The Supreme Court that has been seized of the matter for more than six years has thrown up its hands in despair more than once. Besides hearing petitions for the recovery of the missing at Islamabad and Quetta, the court has taken other initiatives to extend the principles of accountability to the oft-identified state functionaries. Only the other day, a Supreme Court judge named the services that all trails of excess upon citizens who have not been convicted lead to.

Shall the state of Pakistan continue to plead helplessness in stamping out the evil practice of enforced disappearances, a crime as heinous and unforgivable as any other attack on a citizen’s right to life, liberty and the inviolable dignity of the human person known to the world?

In KP the law-enforcement authorities explain away their transgressions with references to the war against militant extremists. No such excuse has been offered for picking up citizens and dumping their dead bodies in Balochistan and Sindh. The victims have never been declared ‘enemy aliens’.

The dissidents in Balochistan and Sindh, and indeed anywhere else, may be making demands the custodians of power do not like. But simply making demands that have not been found unlawful by any court does not deprive anyone of his right to the due protection of the law.

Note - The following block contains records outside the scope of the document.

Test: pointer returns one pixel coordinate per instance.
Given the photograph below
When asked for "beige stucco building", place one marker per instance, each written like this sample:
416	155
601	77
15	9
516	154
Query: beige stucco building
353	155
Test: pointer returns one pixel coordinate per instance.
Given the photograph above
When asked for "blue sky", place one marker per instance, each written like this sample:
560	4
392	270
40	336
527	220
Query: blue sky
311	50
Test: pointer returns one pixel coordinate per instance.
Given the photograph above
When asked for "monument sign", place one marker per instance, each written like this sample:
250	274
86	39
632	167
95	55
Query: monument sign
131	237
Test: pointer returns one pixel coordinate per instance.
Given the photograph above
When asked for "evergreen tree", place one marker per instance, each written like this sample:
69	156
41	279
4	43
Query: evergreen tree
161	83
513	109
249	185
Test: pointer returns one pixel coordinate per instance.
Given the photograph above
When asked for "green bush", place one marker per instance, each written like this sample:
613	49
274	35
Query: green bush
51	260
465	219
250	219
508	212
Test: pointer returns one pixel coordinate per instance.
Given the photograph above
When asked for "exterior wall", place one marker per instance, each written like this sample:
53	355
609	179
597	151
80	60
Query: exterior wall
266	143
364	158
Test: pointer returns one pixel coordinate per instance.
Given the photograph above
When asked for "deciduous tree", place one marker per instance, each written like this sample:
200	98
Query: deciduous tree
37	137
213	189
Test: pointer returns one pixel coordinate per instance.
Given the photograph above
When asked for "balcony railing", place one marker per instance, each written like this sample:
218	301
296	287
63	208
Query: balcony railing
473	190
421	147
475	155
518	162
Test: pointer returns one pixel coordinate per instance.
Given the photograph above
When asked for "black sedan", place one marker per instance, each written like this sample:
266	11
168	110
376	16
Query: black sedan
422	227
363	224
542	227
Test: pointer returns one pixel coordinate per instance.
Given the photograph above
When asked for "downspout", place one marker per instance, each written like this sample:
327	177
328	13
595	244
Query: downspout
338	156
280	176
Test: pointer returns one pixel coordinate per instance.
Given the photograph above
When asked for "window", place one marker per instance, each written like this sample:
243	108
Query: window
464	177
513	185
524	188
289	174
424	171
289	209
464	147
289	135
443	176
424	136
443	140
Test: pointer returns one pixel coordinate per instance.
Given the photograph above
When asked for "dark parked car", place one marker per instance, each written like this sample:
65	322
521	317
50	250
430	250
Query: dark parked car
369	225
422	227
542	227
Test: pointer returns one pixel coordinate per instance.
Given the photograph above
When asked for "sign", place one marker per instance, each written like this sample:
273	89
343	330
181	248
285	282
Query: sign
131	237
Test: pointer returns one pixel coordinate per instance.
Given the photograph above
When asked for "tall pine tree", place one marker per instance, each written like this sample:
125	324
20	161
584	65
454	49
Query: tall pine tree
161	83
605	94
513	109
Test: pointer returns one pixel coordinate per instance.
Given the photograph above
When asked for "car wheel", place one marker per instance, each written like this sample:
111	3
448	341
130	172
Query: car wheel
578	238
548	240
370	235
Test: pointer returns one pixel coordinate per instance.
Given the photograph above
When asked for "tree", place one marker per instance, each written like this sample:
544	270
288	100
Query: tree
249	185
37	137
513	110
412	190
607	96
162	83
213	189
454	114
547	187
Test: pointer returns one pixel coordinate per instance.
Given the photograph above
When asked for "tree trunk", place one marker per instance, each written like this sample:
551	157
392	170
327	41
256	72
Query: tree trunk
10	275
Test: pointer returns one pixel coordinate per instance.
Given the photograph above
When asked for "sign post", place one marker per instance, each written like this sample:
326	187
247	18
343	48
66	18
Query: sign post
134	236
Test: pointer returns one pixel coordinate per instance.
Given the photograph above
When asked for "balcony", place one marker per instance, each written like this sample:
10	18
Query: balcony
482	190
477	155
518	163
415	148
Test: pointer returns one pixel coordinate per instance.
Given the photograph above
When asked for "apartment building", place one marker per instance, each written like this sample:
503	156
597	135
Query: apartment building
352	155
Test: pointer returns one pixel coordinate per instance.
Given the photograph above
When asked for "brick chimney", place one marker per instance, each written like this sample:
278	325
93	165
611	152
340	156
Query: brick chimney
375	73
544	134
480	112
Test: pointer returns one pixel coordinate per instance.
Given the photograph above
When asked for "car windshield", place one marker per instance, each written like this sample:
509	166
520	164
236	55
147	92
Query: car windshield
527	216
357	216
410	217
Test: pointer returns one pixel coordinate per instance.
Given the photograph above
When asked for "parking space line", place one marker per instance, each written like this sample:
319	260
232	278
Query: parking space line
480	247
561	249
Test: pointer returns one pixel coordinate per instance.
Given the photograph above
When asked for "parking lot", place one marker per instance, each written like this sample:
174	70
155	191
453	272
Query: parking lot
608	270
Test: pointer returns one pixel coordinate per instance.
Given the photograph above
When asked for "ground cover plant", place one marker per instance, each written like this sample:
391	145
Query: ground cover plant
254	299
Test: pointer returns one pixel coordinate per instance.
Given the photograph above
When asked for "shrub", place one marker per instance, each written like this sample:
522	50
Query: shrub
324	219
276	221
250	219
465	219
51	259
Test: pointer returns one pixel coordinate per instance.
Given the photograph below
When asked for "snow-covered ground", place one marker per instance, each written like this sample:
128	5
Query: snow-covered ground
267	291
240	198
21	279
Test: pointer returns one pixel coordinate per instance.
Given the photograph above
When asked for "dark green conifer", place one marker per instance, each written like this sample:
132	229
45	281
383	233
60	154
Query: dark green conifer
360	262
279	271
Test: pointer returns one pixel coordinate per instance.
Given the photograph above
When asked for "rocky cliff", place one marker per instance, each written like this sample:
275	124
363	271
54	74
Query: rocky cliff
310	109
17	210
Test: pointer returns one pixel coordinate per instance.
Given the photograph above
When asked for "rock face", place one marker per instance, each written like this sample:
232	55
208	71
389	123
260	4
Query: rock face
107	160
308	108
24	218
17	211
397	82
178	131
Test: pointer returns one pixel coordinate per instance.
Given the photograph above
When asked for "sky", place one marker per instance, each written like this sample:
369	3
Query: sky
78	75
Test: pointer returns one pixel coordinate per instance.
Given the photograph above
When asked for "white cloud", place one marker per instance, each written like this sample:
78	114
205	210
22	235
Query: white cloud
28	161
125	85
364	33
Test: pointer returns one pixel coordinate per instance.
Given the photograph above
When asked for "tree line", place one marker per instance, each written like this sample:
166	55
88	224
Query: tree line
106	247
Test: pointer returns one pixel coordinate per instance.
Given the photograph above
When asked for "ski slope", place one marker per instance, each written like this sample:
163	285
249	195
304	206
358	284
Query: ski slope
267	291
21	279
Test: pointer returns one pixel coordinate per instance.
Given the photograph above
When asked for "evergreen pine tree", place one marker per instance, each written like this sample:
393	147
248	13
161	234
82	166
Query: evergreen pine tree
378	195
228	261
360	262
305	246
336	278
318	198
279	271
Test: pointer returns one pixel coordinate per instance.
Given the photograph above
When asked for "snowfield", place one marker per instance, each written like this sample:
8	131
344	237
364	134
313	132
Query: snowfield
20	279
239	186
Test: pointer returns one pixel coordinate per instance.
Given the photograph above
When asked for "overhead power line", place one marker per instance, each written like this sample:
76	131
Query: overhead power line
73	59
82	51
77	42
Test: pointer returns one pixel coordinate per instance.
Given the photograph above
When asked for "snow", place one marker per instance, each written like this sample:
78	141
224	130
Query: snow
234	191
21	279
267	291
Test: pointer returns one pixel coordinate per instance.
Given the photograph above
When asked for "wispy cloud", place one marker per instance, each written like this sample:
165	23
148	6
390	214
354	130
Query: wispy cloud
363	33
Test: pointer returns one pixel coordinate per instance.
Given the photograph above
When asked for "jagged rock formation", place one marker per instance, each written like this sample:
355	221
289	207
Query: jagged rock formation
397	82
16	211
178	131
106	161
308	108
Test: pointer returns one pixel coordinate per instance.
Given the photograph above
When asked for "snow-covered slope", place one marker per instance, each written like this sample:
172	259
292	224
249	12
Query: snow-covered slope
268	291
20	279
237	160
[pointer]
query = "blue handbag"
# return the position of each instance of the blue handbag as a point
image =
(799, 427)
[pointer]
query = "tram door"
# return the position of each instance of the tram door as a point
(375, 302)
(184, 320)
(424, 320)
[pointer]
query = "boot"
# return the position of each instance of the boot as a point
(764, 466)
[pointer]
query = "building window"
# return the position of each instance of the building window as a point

All those who have disappeared involuntarily in any part of the country and the members of their families are our own kith and kin, our own flesh and blood. They are not suffering due to any acts committed by external powers, agents of Pakistan’s enemies, or non-state actors belonging to terrorist organisations. Their tormentors, in most cases at least, are public servants who are answerable to the state. The government can plead no mitigating circumstances for failure to recover the ‘missing persons’ and to stop fresh disappearances.

How many times does the state wish to be reminded that the issue of ‘enforced disappearances’ is the biggest time bomb that is ticking under its none-too-impregnable edifice? Pakistan may be able to survive the drone attacks that the prime minister has been talking about to the world, it cannot survive alienation of its citizens only because it cannot rein in its paid employees.

Much has been said about the possible ways to check enforced disappearances. Putting all empty rhetoric aside, the government will earn hefty dividends by doing three things.

First, nobody should be arrested by any unauthorised official or detained at an unauthorised place.

Secondly, there must be zero tolerance for death in or as a result of custody and for non-presentation of detainees in courts of law.

And, thirdly, ways must be found to keep order in Balochistan without leaving it at the mercy of the Frontier Corps or other paramilitary forces.

Finally, the signing of the UN convention on disappearances has long been overdue.